Junkie Running Dry
by Kevin D. Williamson
June 30, 2017 2:34 PM
Some people simply cannot handle the fact that Donald Trump was elected president.
One of those people is Donald Trump.
Trump has shown himself intellectually and emotionally incapable of making the transition from minor entertainment figure to major political figure. He is in the strange position of being a B-list celebrity who is also the most famous man in the world. His recent Twitter attack on Mika Brzezinski of MSNBC’s Morning Joe exemplifies that as much as it does the president’s other by-now-familiar pathologies, notably his strange psychological need to verbally abuse women in physical terms.
Trump may have his problems with women, but it is his unrequited love of the media that is undoing him.
“I always tell the president, ‘You don’t need them,’” says Sean Hannity, the self-abasing monkey-butler of the Trump regime. The president, Hannity says, can reach more Americans via Twitter than he could through the conventional media. That isn’t true, of course: Only about one in five Americans uses Twitter. Hannity might be forgiven for not knowing this, a consequence of his much more general habit of not knowing things. But he actually does know the president. How could he possibly believe that this man—this man—does not need them?
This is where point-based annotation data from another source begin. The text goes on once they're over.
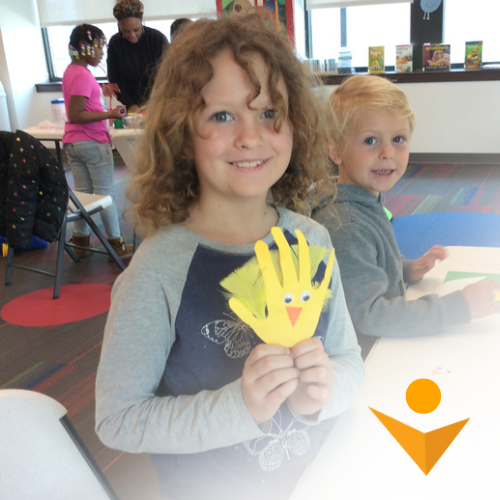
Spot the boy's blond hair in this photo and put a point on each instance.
(363, 92)
(165, 182)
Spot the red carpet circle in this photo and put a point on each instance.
(75, 303)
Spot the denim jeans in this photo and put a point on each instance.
(93, 172)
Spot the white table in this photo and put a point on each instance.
(123, 139)
(361, 460)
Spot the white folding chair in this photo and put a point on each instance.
(41, 455)
(80, 206)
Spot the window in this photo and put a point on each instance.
(387, 25)
(58, 39)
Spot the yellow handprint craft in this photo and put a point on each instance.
(286, 309)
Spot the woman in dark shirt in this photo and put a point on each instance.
(133, 54)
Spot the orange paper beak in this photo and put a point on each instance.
(293, 314)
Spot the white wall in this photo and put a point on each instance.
(22, 62)
(455, 117)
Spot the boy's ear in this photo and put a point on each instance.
(333, 154)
He needs them the way a junkie needs his junk.
Donald Trump cares more about how he is perceived in the media than he cares about anything else in the world, including money. Trump is a true discipline of Bishop Berkeley, professing the creed of the social-media age: Esse eat percipi— “To be is to be seen.” Trump is incapable of enjoying anything—money, success, sex—without being perceived enjoying it.
Consider: Even though he has in fact been on the cover of Time magazine, it was discovered this week that he had had his people produce some fake Time magazine covers lauding the success of his television show, The Apprentice. He had these fake Time covers displayed at Trump properties around the world. Why? Because Trump, for all his professed contempt for the media, believes that success is not success until it is certified by Time magazine or (avert thine eyes, Hannity!) the New York Times.
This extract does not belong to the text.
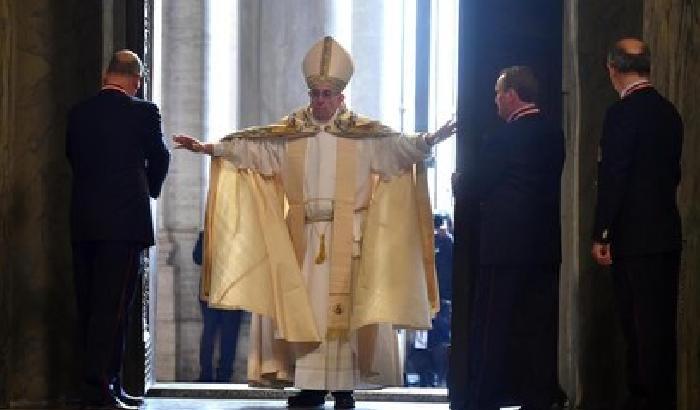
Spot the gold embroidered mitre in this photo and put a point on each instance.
(327, 62)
Donald Trump is a man who invented an imaginary friend, John Barron, to call up members of the New York press and lie to them about his business success and his sex life. (He claimed, among other things, to be dating Carla Bruni.) A man who “does not need” the media does not do that.
Trump wrote of the third lady that he chose her because he wanted to be able to enter a room with her and make other men envious—to see “grown men weep”—a very strange admission that his satisfaction in his marriage rests neither with himself nor with his wife but with third parties who might ogle her. (His cuckoldry-obsessed fans must surely have noted this.) But envious of what? Asked during a public appearance whether she’d have married Trump if he weren’t rich, she answered: “If I weren’t beautiful, do you think he’d be with me?” There is a certain clarity in that, one of a very familiar sort.
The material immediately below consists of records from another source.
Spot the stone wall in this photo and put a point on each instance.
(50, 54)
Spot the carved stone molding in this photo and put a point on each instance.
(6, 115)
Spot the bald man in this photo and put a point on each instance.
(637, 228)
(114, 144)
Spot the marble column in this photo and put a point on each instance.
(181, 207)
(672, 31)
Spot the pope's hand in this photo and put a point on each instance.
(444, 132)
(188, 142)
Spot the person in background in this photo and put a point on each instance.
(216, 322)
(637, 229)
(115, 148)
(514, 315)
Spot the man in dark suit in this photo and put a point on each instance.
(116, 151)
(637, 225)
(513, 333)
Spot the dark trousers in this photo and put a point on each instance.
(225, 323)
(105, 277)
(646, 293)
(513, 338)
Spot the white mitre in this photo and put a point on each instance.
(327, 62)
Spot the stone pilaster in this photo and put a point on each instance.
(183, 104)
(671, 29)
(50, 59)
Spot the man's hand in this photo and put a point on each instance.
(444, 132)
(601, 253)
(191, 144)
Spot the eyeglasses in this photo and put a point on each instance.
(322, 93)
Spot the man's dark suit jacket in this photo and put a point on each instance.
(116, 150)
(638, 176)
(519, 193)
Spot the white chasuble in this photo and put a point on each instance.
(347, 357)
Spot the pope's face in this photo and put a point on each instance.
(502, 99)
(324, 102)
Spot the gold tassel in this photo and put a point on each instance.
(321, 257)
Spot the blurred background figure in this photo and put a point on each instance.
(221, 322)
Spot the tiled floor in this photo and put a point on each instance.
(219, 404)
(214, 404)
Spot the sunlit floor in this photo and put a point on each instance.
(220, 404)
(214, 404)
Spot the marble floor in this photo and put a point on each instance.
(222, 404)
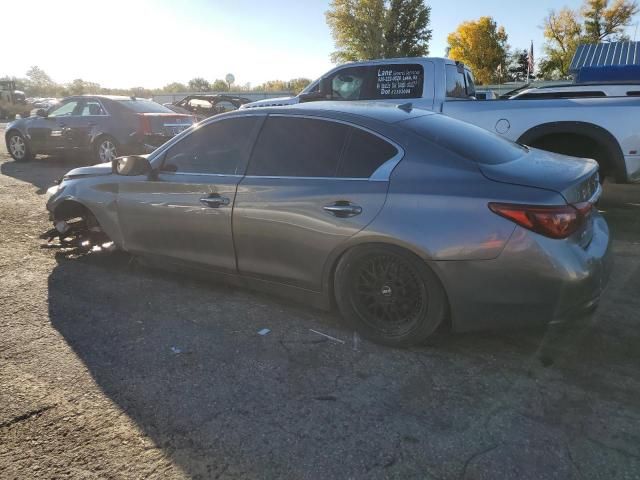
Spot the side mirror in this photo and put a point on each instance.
(131, 166)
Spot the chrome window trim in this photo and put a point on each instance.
(381, 174)
(229, 175)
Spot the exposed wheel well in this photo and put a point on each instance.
(580, 140)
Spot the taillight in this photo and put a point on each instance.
(144, 127)
(555, 222)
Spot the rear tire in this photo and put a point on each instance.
(18, 147)
(106, 149)
(389, 295)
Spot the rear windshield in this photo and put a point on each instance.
(144, 106)
(466, 140)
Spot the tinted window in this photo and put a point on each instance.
(364, 154)
(465, 139)
(64, 110)
(455, 82)
(144, 106)
(298, 147)
(378, 82)
(219, 148)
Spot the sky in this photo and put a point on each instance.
(150, 43)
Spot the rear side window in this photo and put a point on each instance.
(455, 82)
(469, 141)
(378, 82)
(144, 106)
(220, 148)
(298, 147)
(363, 154)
As president and president-elect, Trump spent a great deal of time tweeting about his ratings as host of The Apprentice and those of his successor, about the ratings of various news programs covering him, about the viewerships and readerships of various media outlets, generally theorizing that those critical of him must by moral necessity be in decline. On the other hand, he plainly does not know that there are tax provisions in the health-care bill Republicans are trying to drag out of Congress: He was perplexed when they came up at a White House meeting with Republican senators, saying that he was planning on taking on tax reform at a later date, oblivious to the content of the bill he purports to be negotiating. He doesn’t understand what’s going on between Saudi Arabia and Qatar, but has taken to Twitter to argue—surprise—that, whatever it is, it’s all about him.
What do you think he reads first in the morning: His national-security briefing or Page Six?